Senator Amanda Vanstone, speaking at a Sydney Gay and Lesbian Business Association function on Monday night, said she and her coalition colleagues did not get contacted much by the gay and lesbian community.
If you think someone else is doing it, they’re not, Vanstone said. I just thought you should know.
She told the crowd at Stamford Plaza, Double Bay, she believed the gay marriage ban -“ which was passed by the Senate on Friday afternoon -“ didn’t change anything.
I understood it simply clarified something that already existed. On Thursday the situation was the same that existed on Friday.
To me nothing has changed with that bill. It was just a restatement, Vanstone said.
The government was trying to keep religious groups happy with the Marriage Act amendment, the Senator said, and gay groups happy with the recent legislation giving same-sex couples more equality in superannuation.
Vanstone said that in a multicultural society there are always groups with conflicting desires. Sometimes you do something for each of them. Can we move forward with both of them? Yes, we can. Has anybody been harmed out of this exercise? No. Has anybody gained? I think yes.
Equal Rights Network spokesperson Rodney Croome said the new same-sex marriage legislation was being examined by legal academics and constitutional lawyers.
If they say the new law is constitutionally suspect we will seriously consider the possibility of a High Court challenge, Croome told Sydney Star Observer.
One aspect being investigated was whether the external affairs department, which dealt with foreign marriages, could be used to entrench discrimination.

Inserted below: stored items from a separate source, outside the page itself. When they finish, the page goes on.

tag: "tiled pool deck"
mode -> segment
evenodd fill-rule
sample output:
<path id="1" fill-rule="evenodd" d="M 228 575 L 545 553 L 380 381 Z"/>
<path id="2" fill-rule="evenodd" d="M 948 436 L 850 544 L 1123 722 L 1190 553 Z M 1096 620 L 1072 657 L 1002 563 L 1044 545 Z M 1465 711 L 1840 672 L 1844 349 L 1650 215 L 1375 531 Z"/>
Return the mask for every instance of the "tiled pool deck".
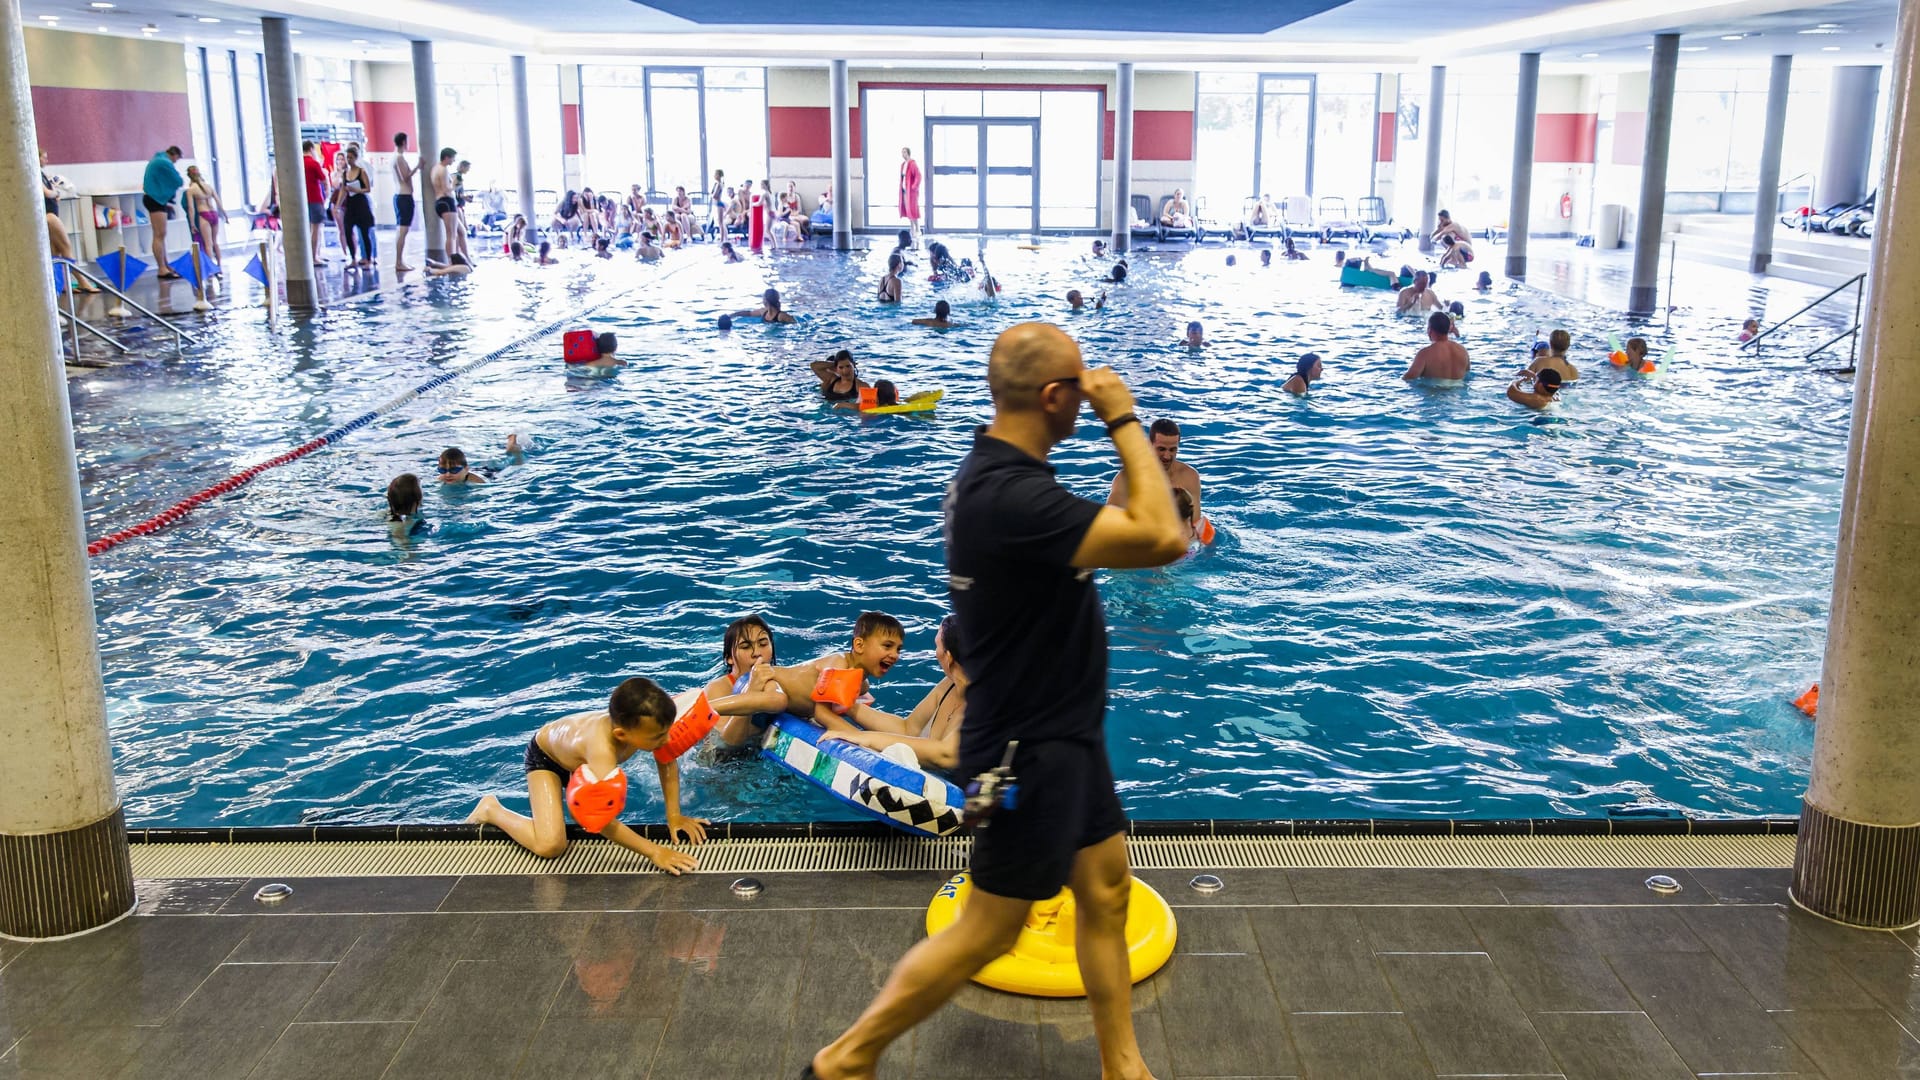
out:
<path id="1" fill-rule="evenodd" d="M 109 929 L 0 942 L 0 1078 L 791 1077 L 943 876 L 143 882 Z M 1915 936 L 1794 911 L 1785 870 L 1141 876 L 1180 920 L 1134 997 L 1161 1080 L 1920 1075 Z M 1084 1003 L 969 987 L 881 1075 L 1099 1068 Z"/>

There were also questions over whether the commonwealth had the power to allow such laws.
It’s not certain we can win on any of those arguments, but it’s definitely worth a look, Croome said.

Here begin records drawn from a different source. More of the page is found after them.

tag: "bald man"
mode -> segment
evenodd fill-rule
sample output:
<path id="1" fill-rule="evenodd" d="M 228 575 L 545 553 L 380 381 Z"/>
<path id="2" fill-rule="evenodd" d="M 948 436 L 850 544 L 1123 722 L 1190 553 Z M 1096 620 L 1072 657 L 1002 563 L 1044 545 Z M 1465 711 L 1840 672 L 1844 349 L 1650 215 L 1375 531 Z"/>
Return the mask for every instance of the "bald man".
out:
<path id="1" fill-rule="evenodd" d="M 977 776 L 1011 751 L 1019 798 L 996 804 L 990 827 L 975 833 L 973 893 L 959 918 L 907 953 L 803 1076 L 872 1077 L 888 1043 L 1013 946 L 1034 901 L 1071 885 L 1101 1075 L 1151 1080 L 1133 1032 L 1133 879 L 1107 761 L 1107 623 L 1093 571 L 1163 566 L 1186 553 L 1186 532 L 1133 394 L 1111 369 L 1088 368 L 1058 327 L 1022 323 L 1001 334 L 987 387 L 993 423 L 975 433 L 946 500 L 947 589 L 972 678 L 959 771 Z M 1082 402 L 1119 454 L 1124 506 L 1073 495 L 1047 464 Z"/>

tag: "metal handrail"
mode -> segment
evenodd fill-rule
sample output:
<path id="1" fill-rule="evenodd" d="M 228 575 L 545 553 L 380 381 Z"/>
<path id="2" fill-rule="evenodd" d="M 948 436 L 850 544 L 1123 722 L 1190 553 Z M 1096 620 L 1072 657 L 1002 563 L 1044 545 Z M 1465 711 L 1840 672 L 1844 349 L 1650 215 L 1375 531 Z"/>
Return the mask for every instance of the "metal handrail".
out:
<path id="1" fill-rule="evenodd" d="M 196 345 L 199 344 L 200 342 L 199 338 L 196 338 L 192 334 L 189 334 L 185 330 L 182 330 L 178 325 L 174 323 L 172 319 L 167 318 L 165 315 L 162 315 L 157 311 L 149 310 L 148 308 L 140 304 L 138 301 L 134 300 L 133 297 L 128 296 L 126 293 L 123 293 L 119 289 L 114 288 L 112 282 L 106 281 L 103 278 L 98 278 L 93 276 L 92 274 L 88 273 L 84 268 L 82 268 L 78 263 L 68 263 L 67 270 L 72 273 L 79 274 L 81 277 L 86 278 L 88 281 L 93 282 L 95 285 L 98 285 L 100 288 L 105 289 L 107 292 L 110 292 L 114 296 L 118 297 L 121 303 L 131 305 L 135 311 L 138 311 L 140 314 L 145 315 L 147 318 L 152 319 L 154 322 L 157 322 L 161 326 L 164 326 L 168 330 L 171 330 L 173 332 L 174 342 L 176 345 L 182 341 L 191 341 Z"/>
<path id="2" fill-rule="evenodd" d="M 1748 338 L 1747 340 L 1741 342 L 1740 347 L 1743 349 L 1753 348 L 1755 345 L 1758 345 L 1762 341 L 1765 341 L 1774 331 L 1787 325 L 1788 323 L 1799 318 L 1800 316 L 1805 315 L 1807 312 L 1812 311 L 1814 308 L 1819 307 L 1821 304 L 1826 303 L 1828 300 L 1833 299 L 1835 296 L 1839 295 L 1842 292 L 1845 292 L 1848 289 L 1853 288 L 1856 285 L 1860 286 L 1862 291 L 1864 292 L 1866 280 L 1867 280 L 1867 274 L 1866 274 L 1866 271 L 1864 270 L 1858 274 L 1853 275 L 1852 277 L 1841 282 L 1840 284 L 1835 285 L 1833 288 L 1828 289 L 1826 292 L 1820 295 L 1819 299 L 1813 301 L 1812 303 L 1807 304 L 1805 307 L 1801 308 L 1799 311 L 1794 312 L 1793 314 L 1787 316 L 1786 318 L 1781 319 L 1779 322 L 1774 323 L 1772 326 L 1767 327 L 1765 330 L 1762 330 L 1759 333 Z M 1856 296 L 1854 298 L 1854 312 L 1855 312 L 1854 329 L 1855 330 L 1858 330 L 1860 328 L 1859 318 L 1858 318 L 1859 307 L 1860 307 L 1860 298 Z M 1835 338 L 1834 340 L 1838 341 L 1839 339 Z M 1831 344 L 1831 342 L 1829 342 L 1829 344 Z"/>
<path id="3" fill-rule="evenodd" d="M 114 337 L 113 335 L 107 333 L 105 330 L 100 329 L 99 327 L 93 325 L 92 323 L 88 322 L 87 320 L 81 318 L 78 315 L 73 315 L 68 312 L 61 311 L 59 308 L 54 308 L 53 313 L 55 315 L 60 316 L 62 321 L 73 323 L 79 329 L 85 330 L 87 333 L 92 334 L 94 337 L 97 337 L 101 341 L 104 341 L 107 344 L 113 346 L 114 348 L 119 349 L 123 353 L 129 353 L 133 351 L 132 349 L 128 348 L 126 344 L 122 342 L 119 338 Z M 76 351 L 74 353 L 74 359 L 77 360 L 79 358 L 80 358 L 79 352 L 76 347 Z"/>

Rob McGrory, from the NSW Gay and Lesbian Rights Lobby, said it would be some months before a legal challenge could get off the ground and said the fact we currently have a very conservative High Court was being taken into consideration.
A spokesperson for Attorney-General Philip Ruddock told The Sydney Morning Herald the government was on strong ground with the legislation, which had been checked as being constitutionally valid.
Meantime, about 400 people gathered in Darlinghurst on Saturday to protest the passing of the marriage ban. The crowd marched down Oxford Street with a two-car police escort to the Family Court on Goulburn Street, then on to ALP headquarters on Sussex Street.
Democrats senator Brian Greig told the protesters he was horrified Labor had given credence to the Christian right. He said he attended part of the Christian marriage forum at Parliament House two weeks ago and heard speakers say that lesbian and gay people are vile, shameful and moral terrorists. I heard speakers say same-sex relationships are unnatural, unhealthy, inherently unstable and harmful to children.
I’ve heard repeatedly from the Labor Party, the Liberals and anti-gay groups that marriage is the best environment for families. To which I say, fine, what about our families? Greig said.
Senators voted 38-7 in favour of banning same-sex marriage on Friday. During the debate Democrats senator Andrew Bartlett fought back tears, saying the legislation offended [him] so much.
It is so disgusting, this legislation. It can not only be hurtful, it can be fatal.
And Victorian senator Jacinta Collins told the Senate the ALP would have supported a ban on same-sex marriage the first time it was raised by the Liberal Party.